Average annual distribution on a 0.1º by 0.1º grid of large commercial ships from October 2004 to September 2005.

The average annual distribution on a 0.1º by 0.1º grid of large commercial ships (specifically cargo ships and tankers greater than 500 gross tons). The data were collected from October 2004 to September 2005. Image credit: NOAA, https://cetsound.noaa.gov/sound_data.

The amount of low-frequency noise is greater in regions with heavy shipping traffic. The figure to the right shows an estimate of the average number of large commercial ships (specifically cargo ships and tankers greater than 500 gross tons) per 0.1º latitude by 0.1º longitude square in the Pacific Ocean derived from the World Meteorological Organization Voluntary Observing Ships Scheme (VOS).  Common shipping routes are clearly evident in the figure. There tend to be fewer ships in the southern hemisphere, and low-frequency ambient noise levels are substantially lower than in the northern hemisphere as a result.

Average annual noise level in the Pacific Ocean in dB re µPa2/Hz for a frequency of 50 Hz and at 30 m depth due to large commercial ships.

Average annual noise level in the Pacific Ocean in dB re µPa2/Hz for a frequency of 50 Hz and at 30 m depth due to large commercial ships. Image credit: NOAA, https://cetsound.noaa.gov/sound_data.

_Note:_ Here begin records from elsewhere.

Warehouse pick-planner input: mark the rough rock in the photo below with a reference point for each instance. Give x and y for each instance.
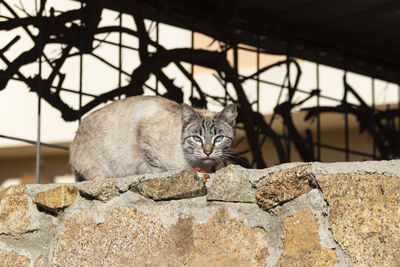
(231, 184)
(18, 213)
(365, 216)
(185, 184)
(103, 190)
(12, 258)
(129, 237)
(281, 187)
(301, 242)
(57, 198)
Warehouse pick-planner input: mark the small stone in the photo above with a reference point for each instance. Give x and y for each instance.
(56, 198)
(103, 190)
(12, 258)
(231, 184)
(281, 187)
(185, 184)
(18, 213)
(301, 242)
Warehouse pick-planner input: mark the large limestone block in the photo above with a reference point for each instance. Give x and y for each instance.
(282, 186)
(18, 213)
(129, 237)
(301, 242)
(365, 216)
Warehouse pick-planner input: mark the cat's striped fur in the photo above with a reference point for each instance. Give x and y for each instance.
(145, 134)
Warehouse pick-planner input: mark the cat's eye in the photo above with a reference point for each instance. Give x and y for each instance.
(219, 138)
(196, 138)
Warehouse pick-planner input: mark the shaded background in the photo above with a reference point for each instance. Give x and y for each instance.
(314, 80)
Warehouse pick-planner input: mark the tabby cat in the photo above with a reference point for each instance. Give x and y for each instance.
(150, 134)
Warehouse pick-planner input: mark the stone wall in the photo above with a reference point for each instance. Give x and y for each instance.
(296, 214)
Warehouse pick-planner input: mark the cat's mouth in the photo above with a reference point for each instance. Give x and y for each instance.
(208, 160)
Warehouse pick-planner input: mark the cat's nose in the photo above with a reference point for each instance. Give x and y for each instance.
(207, 149)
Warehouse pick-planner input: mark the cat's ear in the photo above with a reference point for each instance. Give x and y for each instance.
(229, 114)
(188, 114)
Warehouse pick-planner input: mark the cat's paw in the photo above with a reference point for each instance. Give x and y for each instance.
(198, 169)
(205, 177)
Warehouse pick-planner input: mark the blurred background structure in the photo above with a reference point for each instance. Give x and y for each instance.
(314, 80)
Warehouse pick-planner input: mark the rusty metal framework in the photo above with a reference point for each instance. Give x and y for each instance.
(77, 33)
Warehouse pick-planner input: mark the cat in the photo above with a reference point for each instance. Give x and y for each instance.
(150, 134)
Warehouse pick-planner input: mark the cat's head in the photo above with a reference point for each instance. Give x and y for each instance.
(207, 139)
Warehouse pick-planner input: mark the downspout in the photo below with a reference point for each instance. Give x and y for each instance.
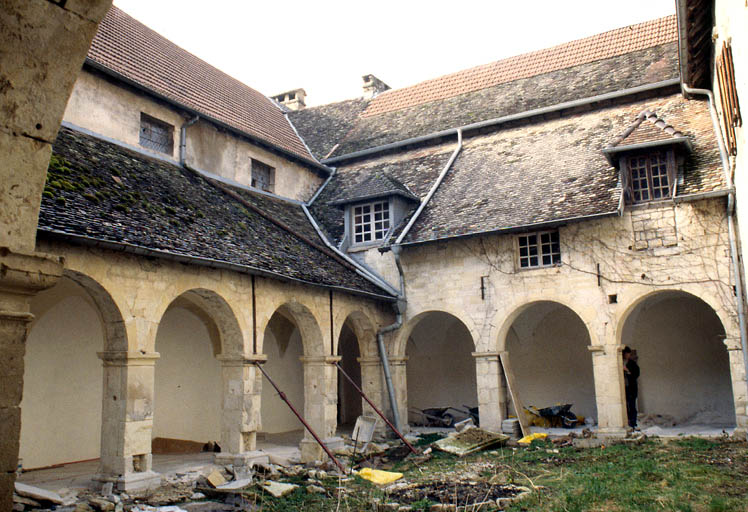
(730, 219)
(183, 139)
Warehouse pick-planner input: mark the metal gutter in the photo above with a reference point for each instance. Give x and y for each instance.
(734, 256)
(360, 270)
(433, 190)
(505, 119)
(254, 138)
(139, 250)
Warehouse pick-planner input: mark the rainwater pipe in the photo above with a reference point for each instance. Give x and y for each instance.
(183, 139)
(730, 218)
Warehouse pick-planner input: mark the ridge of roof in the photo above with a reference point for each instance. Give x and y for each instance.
(581, 51)
(130, 49)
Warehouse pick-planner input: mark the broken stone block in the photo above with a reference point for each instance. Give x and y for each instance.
(278, 489)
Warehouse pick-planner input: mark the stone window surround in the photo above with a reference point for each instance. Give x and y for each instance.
(553, 255)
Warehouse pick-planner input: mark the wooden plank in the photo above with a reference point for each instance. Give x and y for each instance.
(510, 383)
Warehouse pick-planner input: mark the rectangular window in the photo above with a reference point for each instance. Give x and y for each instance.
(539, 249)
(263, 176)
(371, 222)
(156, 135)
(649, 177)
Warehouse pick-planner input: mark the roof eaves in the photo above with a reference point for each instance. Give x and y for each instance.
(318, 167)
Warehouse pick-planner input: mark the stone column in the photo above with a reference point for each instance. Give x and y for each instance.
(21, 277)
(610, 394)
(240, 414)
(400, 383)
(127, 420)
(737, 375)
(320, 403)
(491, 392)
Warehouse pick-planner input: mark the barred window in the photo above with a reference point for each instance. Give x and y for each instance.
(263, 176)
(156, 135)
(371, 222)
(649, 177)
(539, 249)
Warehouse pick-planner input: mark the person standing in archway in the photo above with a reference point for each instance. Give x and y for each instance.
(630, 375)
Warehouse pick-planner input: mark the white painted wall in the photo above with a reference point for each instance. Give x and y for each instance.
(685, 370)
(547, 346)
(440, 368)
(61, 407)
(187, 397)
(283, 347)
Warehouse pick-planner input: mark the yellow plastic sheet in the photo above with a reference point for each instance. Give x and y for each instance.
(532, 437)
(378, 476)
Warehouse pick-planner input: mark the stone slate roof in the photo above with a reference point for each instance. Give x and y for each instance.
(634, 69)
(415, 169)
(589, 49)
(323, 126)
(554, 170)
(126, 46)
(106, 192)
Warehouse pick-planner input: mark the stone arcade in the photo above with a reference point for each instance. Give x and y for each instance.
(554, 206)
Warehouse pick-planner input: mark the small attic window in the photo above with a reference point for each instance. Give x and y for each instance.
(371, 222)
(263, 176)
(650, 179)
(156, 134)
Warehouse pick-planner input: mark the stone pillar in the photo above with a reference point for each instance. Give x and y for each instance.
(127, 420)
(400, 383)
(320, 403)
(240, 414)
(738, 377)
(491, 392)
(610, 394)
(21, 277)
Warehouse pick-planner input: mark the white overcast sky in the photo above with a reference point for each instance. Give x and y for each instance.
(326, 46)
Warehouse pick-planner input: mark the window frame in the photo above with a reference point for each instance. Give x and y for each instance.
(150, 122)
(555, 256)
(371, 222)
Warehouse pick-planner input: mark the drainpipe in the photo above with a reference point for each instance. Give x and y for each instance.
(183, 139)
(730, 219)
(399, 309)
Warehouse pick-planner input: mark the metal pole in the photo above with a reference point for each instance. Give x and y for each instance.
(306, 425)
(348, 377)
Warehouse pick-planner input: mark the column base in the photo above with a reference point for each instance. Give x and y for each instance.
(244, 459)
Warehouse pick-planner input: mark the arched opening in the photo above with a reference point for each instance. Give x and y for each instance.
(685, 370)
(62, 396)
(349, 400)
(547, 349)
(440, 369)
(283, 346)
(195, 328)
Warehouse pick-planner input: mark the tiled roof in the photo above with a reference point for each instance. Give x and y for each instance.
(126, 46)
(598, 47)
(323, 126)
(106, 192)
(640, 67)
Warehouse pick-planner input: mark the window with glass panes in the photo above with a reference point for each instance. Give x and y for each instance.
(539, 249)
(649, 179)
(371, 222)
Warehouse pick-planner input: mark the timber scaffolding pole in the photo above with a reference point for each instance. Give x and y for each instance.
(381, 415)
(301, 419)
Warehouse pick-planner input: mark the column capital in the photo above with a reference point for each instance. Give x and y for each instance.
(320, 359)
(128, 358)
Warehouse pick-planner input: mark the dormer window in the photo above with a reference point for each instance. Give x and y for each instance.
(371, 221)
(649, 177)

To make accurate predictions of the expected background noise levels and characteristics caused by shipping, the contributions of many individual ships must be considered. Information on the distribution, density, and acoustic characteristics of the ships is needed. In addition, information on sound-speed profiles, bathymetry, and seafloor properties is needed in order to calculate how sound travels from the location of each ship to the location at which the background noise level is being computed. The U.S. Navy, as well as other navies, have long made such predictions. More recently, similar predictions have been made to help assess the potential effects of the sound generated by shipping on marine life. In particular, the U.S. National Oceanic and Atmospheric Administration (NOAA) convened the cetaceans and sound (CetSound) project to develop underwater sound field and cetacean density and distribution mapping tools. The predicted annual average noise levels in the Pacific Ocean for a frequency of 50 Hz and at 30 m depth due to large commercial ships are shown in the above figure (to the left).

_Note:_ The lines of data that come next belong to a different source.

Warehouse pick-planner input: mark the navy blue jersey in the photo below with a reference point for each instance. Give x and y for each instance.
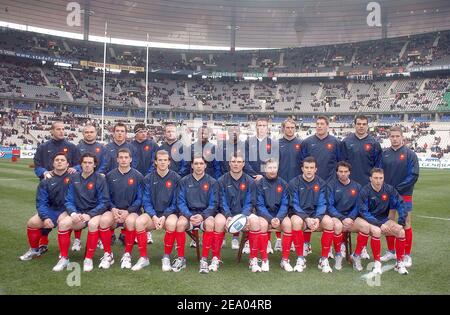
(95, 148)
(272, 198)
(327, 153)
(401, 169)
(342, 199)
(258, 152)
(179, 166)
(50, 195)
(160, 193)
(111, 150)
(208, 151)
(236, 196)
(43, 159)
(363, 154)
(125, 190)
(374, 206)
(290, 158)
(308, 199)
(198, 197)
(144, 155)
(87, 195)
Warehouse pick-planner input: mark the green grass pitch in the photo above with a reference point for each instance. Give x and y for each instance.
(430, 273)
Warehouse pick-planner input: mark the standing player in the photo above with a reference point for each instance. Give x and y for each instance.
(375, 202)
(343, 210)
(236, 196)
(43, 163)
(401, 168)
(143, 150)
(327, 151)
(290, 158)
(309, 206)
(272, 204)
(86, 200)
(159, 202)
(198, 199)
(49, 204)
(89, 144)
(176, 150)
(125, 185)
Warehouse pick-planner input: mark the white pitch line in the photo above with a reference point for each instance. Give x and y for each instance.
(436, 218)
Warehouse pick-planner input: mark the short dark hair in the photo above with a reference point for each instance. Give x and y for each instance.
(361, 117)
(309, 159)
(123, 150)
(59, 154)
(91, 155)
(376, 170)
(344, 164)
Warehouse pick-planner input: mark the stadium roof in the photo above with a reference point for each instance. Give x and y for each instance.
(256, 23)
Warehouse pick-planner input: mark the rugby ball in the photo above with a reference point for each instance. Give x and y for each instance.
(237, 223)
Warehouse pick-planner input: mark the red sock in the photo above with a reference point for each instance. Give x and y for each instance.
(307, 237)
(142, 243)
(129, 240)
(286, 241)
(34, 235)
(208, 237)
(217, 243)
(400, 248)
(390, 240)
(43, 240)
(327, 240)
(169, 239)
(91, 243)
(105, 236)
(298, 239)
(181, 241)
(361, 242)
(254, 237)
(263, 240)
(376, 248)
(64, 242)
(337, 240)
(408, 241)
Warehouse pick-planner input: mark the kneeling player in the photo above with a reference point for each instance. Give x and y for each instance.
(49, 204)
(236, 197)
(308, 198)
(87, 198)
(343, 209)
(198, 199)
(272, 204)
(375, 201)
(125, 185)
(159, 202)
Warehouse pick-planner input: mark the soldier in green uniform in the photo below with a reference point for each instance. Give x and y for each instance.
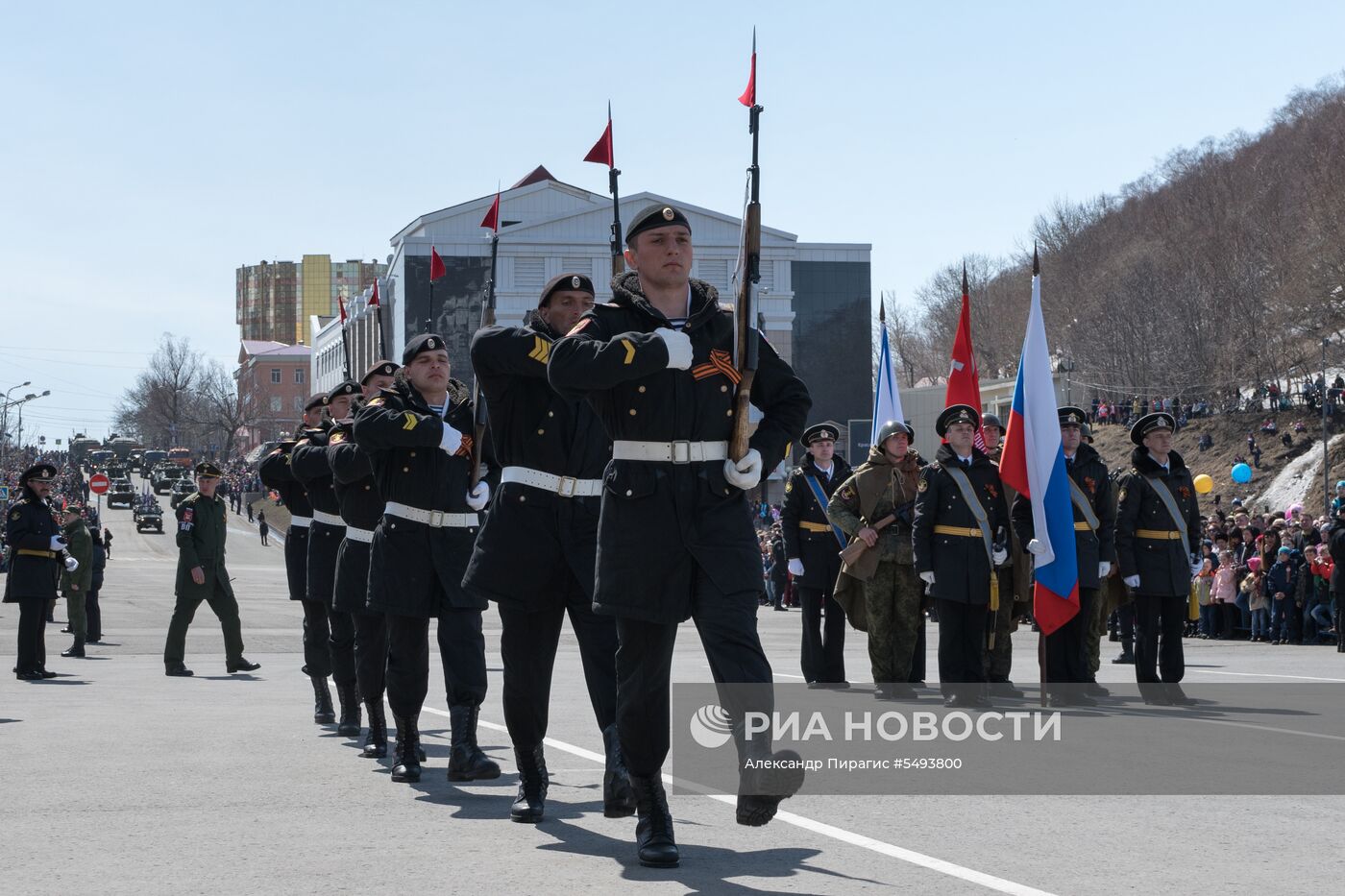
(202, 520)
(74, 586)
(880, 591)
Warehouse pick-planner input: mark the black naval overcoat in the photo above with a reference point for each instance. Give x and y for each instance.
(1162, 564)
(533, 540)
(34, 568)
(275, 473)
(308, 463)
(807, 532)
(360, 507)
(662, 522)
(959, 563)
(1091, 475)
(417, 569)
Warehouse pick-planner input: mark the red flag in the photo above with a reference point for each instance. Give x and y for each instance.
(601, 151)
(964, 378)
(748, 97)
(493, 217)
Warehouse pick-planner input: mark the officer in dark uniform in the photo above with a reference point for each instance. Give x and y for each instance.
(360, 507)
(1095, 532)
(535, 553)
(276, 473)
(958, 546)
(814, 552)
(37, 550)
(675, 534)
(309, 467)
(202, 523)
(1159, 547)
(419, 437)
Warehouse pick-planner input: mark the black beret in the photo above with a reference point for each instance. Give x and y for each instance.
(380, 369)
(42, 472)
(421, 343)
(1072, 416)
(1149, 423)
(565, 281)
(661, 215)
(345, 388)
(819, 432)
(957, 413)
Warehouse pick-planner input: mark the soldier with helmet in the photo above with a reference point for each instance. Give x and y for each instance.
(961, 534)
(813, 546)
(880, 590)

Changes in shipping noise over time

Prior to the mid-19th century Industrial Revolution, low-frequency sound in the ocean was due to spray and bubbles associated with breaking waves, sounds generated by marine life, seismic noise, and other natural sounds. The Industrial Revolution marked the beginning of the use of powered (rather than sailing) vessels to transport goods and provide services. Increases in commercial shipping since that time have caused low-frequency noise levels to increase in many oceanic locations.

The following figure shows that the world’s commercial fleet approximately tripled in number and the gross tonnage (size) of vessels increased by more than a factor of six from 1955 to 2005.

Number of vessels (dashed line) and gross tonnage of vessels (continuous line) in the world’s shipping fleet. Data from Lloyd’s register of shipping for self-propelled, merchant fleet vessels of 100 gross tons or more. (Reprinted from Hildebrand, J.A. 2009. Anthropogenic and natural sources of ambient noise in the ocean. Marine Ecology Progress Series. 395, 5-20)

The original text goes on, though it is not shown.